Page 1 of 1

Query optimization / indexes (indices)

Posted: Sun Jul 26, 2009 8:54 am
by wispa
I'm hoping someone might be able to help me, I'm pretty new to using indexes on databases & I'm now having to work with a pretty large database (40gb) so I'm being thrown in at the deep end.

The data table currently holds 870,969,236 records and this is an example query I'm running:

Code: Select all

SELECT 
    data.*, 
    DATE_FORMAT(data.reading_datetime, '%Y-%m') AS chart_date, 
    units_of_measurement.unit AS unitname, 
    dataset.name, dataset.parameter, 
    AVG(data.value) AS average, 
    STD(data.value) AS standard_deviation, 
    COUNT(data.value) AS num_of_results 
FROM 
    data 
LEFT JOIN 
    dataset ON data.dataset_id = dataset.id 
LEFT JOIN 
    units_of_measurement ON dataset.uom_id = units_of_measurement.id 
WHERE 
    reading_datetime > '2000-07-16' AND 
    reading_datetime < '2009-07-25' AND 
    ( 
        dataset_id = 4 OR 
        dataset_id = 8 OR 
        dataset_id = 13 OR 
        dataset_id = 24
    ) 
GROUP BY 
    data.longitude, 
    data.latitude, 
    data.dataset_id , 
    DATE_FORMAT(data.reading_datetime, '%Y'), 
    DATE_FORMAT(data.reading_datetime, '%m') 
ORDER BY 
    data.reading_datetime ASC


I've added one index to the data table of (dataset_id, reading_datetime) which has reduced the rows being used down from 870969236 to 90060802 but I'd like to get this down further if possible.
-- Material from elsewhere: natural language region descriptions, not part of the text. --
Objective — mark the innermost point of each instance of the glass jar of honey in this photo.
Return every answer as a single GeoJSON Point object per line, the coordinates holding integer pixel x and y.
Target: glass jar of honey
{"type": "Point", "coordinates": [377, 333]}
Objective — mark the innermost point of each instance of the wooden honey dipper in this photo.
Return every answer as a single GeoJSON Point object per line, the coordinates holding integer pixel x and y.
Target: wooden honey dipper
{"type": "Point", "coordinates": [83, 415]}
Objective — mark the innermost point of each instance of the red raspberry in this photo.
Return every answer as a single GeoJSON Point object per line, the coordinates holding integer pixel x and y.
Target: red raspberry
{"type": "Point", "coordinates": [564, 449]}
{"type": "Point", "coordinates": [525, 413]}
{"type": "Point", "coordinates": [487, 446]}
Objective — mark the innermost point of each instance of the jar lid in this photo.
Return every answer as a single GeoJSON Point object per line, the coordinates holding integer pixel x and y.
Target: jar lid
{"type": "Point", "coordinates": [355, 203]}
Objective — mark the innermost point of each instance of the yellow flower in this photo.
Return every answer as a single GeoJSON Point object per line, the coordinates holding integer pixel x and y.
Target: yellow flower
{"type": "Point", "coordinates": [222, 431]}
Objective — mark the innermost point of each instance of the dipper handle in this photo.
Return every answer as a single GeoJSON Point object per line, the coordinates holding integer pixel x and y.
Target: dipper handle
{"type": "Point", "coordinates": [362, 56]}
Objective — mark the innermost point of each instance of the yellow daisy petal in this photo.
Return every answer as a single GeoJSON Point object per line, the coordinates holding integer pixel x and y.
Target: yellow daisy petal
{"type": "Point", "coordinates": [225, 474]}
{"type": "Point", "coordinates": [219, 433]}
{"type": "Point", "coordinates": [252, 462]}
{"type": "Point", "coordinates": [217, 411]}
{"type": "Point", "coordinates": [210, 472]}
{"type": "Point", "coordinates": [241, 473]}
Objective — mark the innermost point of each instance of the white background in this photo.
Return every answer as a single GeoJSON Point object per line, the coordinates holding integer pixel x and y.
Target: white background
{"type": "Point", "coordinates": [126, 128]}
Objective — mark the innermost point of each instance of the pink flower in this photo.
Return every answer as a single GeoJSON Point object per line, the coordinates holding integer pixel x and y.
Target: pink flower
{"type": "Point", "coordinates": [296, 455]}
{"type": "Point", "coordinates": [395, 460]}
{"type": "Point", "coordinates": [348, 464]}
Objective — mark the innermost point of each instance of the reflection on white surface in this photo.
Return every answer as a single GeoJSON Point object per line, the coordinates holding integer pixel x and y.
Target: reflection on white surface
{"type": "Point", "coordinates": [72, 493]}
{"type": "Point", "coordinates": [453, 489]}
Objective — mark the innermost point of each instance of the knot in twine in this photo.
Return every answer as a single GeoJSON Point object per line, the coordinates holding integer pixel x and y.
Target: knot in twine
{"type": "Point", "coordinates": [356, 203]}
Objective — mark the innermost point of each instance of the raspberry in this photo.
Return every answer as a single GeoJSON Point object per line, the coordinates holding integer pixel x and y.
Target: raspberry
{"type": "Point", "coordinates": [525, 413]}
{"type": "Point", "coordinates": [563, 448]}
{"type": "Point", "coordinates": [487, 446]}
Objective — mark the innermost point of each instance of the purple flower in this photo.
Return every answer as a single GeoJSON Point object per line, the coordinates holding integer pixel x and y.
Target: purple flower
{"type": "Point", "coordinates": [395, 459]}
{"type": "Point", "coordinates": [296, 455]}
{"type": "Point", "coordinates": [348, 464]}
I have tried adding another index for the groups (longitude, latitude, dataset_id, reading_datetime) but this didn't reduce the rows being used at all.

If anyone has any suggestions or methods on I could optimize the table, I'd love to hear them.

Thanks in advance

Re: Query optimization / indexes (indices)

Posted: Tue Aug 04, 2009 1:06 pm
by tr0gd0rr
I'm no expert, but it seems like you need data.value and data.reading_datetime by itself. When calculating average and standard deviation, the query is probably going to have to read all values.

With that much data, you should probably calculate average and std dev as you go along. For example, every time you insert a data point, update an auxiliary table.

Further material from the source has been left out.